The words fear, love, power, and control all occur in the opening song, and these forces dominate the story. Power carries risk; risk leads to fear; and the response to fear is to try to exercise more control. After Anna’s accident, Elsa focuses all her energy into maintaining control over her power. Because the manifestations have emotional triggers, this involves severe emotional suppression. Her efforts leave her mentally exhausted and socially isolated. Worst of all, Anna, formerly her closest companion, has had her memory wiped of the knowledge of Elsa’s power, leaving her confused and hurt by her sister’s rejection. So a construct designed to keep Anna from being hurt just ends up hurting her in a different way.
Eventually things come to a head, as they are wont to do in Disney movies and in life. After Elsa loses control again and unwittingly freezes the entire kingdom, she flees to a mountain where she thinks she can do no further damage. But Anna follows, refusing to be kept at bay any longer. Cornered and pressured, Elsa struggles to maintain control; but in trying to stifle her emotion, she only warps it, and it breaks out in unwanted and terrifying manifestations. The more she panics, the worse things get.
Watching Elsa’s frantic and futile efforts, I thought, This is exactly like living by the law. Legalism is all about damage control. It can never produce any active good, despite what those who live by it think. It seeks to quell sin, but it only produces rebellion.
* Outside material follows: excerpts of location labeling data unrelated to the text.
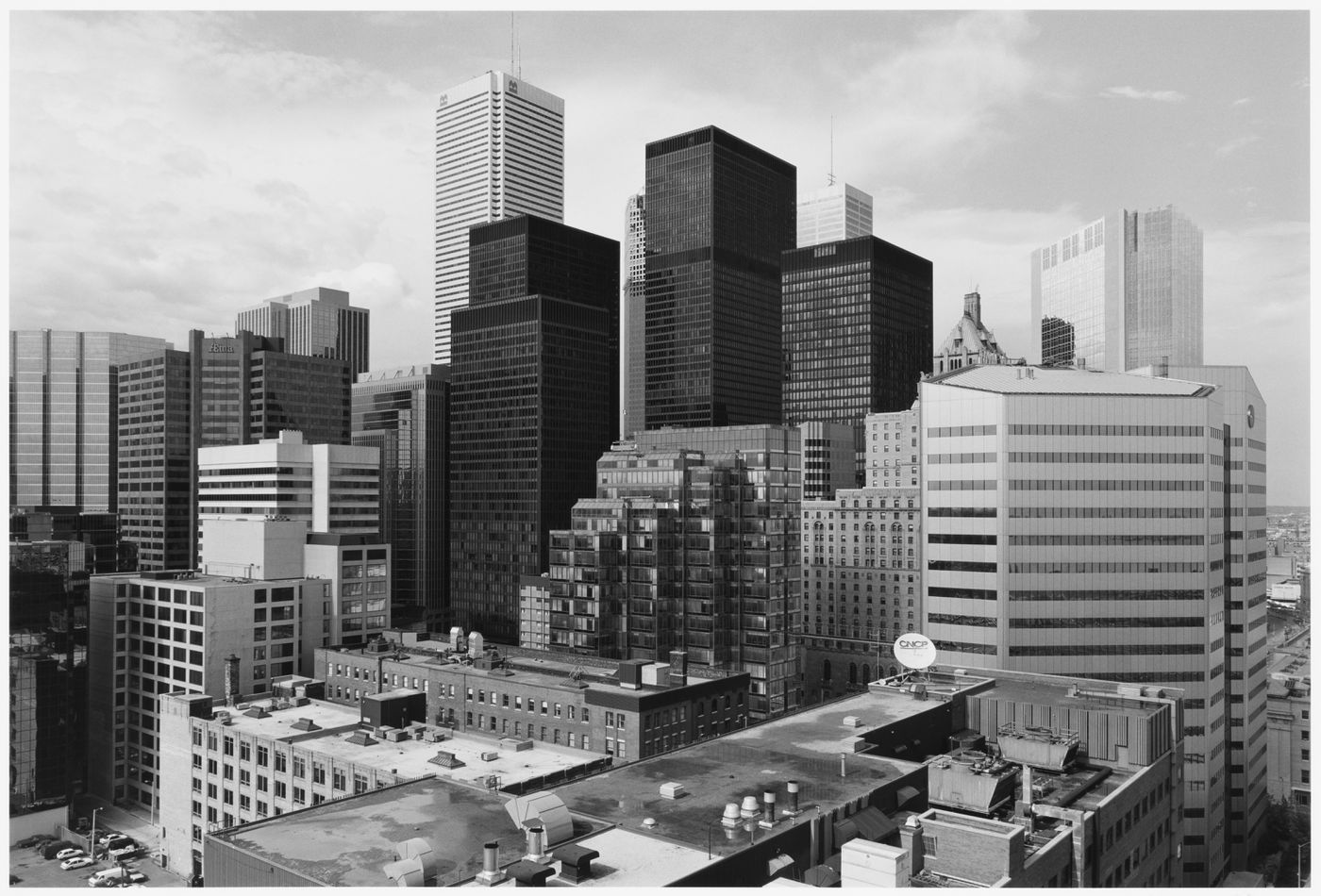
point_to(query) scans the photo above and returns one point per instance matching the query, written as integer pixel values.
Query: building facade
(970, 342)
(633, 318)
(224, 390)
(405, 415)
(691, 544)
(329, 487)
(499, 152)
(1123, 291)
(63, 407)
(1076, 524)
(838, 211)
(719, 214)
(627, 710)
(534, 403)
(313, 323)
(158, 632)
(862, 564)
(1288, 723)
(856, 329)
Control proves a failure, and Anna is hurt again, this time apparently fatally. Only then does Elsa learn that the true protection, the only force capable of managing her potentially deadly power, is not control at all, but love.
This changes everything. Anna is healed, the kingdom is restored, and Elsa’s entire existence blossoms into a thing of glorious possibility. Transformations abound: death into life, conformity into freedom, fear into love. Elsa is able to not only be near people again, but to relax, to laugh, to play.
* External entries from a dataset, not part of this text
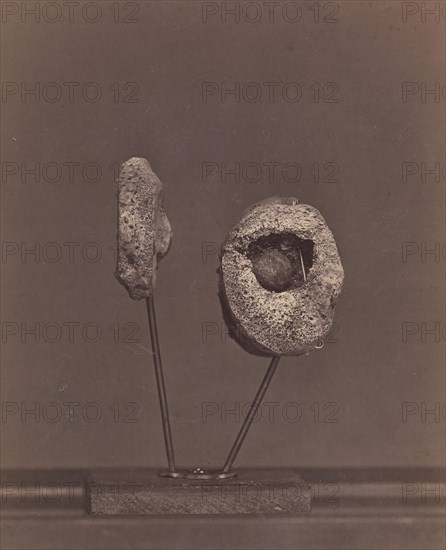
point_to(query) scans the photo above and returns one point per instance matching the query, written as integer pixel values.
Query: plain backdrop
(365, 377)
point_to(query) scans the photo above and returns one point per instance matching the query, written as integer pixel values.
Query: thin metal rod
(160, 383)
(251, 414)
(302, 265)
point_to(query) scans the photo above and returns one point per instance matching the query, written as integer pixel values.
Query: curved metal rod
(251, 414)
(160, 383)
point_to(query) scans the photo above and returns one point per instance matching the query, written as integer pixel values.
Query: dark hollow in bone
(277, 263)
(281, 276)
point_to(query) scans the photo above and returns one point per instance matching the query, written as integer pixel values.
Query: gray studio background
(366, 369)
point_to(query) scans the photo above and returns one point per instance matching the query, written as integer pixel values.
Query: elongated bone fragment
(282, 276)
(144, 232)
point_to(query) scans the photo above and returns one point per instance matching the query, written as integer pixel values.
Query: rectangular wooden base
(258, 492)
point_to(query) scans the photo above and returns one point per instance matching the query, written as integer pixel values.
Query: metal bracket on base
(198, 473)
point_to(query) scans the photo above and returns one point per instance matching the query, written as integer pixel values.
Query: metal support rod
(160, 383)
(251, 414)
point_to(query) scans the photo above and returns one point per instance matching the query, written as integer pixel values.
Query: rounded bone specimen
(144, 233)
(282, 276)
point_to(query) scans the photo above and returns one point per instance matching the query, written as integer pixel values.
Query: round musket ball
(273, 270)
(282, 277)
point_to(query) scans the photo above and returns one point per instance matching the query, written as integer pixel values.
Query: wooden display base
(255, 492)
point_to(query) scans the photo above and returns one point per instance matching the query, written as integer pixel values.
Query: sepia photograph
(223, 273)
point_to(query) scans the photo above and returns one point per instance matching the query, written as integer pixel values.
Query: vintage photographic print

“There is no fear in love; but perfect love casteth out fear: because fear hath torment. He that feareth is not made perfect in love” (1 John 4:18).
I don’t mean to be flippant by quoting the apostle John in connection with a Disney movie. To be clear, John is speaking of the very reasonable fear of a just judgment–a guilty fear, not the fear of ordinary pain or loss. And the perfect love that’s capable of casting out that fear is the love of God demonstrated in Christ’s propitiation. This is wonderful news for the world, and my friend Jim gives an excellent treatment of the subject here.
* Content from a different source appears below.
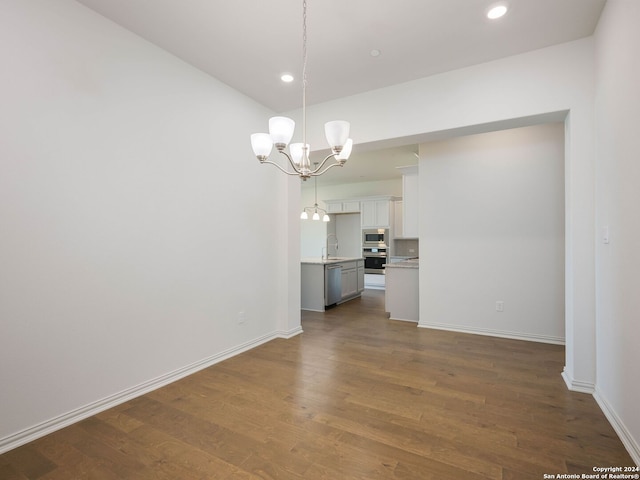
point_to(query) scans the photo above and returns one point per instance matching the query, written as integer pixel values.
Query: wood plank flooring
(356, 396)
But I think I do not go too far in saying that fear, when brooded over too long by an overstimulated mind, is the enemy of love. It cripples relationships, poisons joy, steals hope, and confuses emotion to the point where you honestly don’t know what you feel.
So what is the solution? Some sort of let-love-have-its-way scenario? Bursting into song and dance on a mountaintop like a Disney princess? Maybe it’s just recognizing that the supreme level of control sought by those of “freak” status is just an illusion anyway. Terrible things will happen, despite your best efforts to secure yourself against all shock and alarm. You will be blindsided–if not by the thing you’re guarding against, then by something else. That’s what “blindsided” means: you don’t see it coming. And the energy you’re spending on maintaining a defensive system would be better spent on loving the people around you before they’re taken, which they most certainly will be at some point unless you’re taken from them first. Yes, it’s risky. But it’s worth it. They’re worth it. They’re worth the fear and discomfort and uncertainty and vulnerability–wonderfully worth all this and more.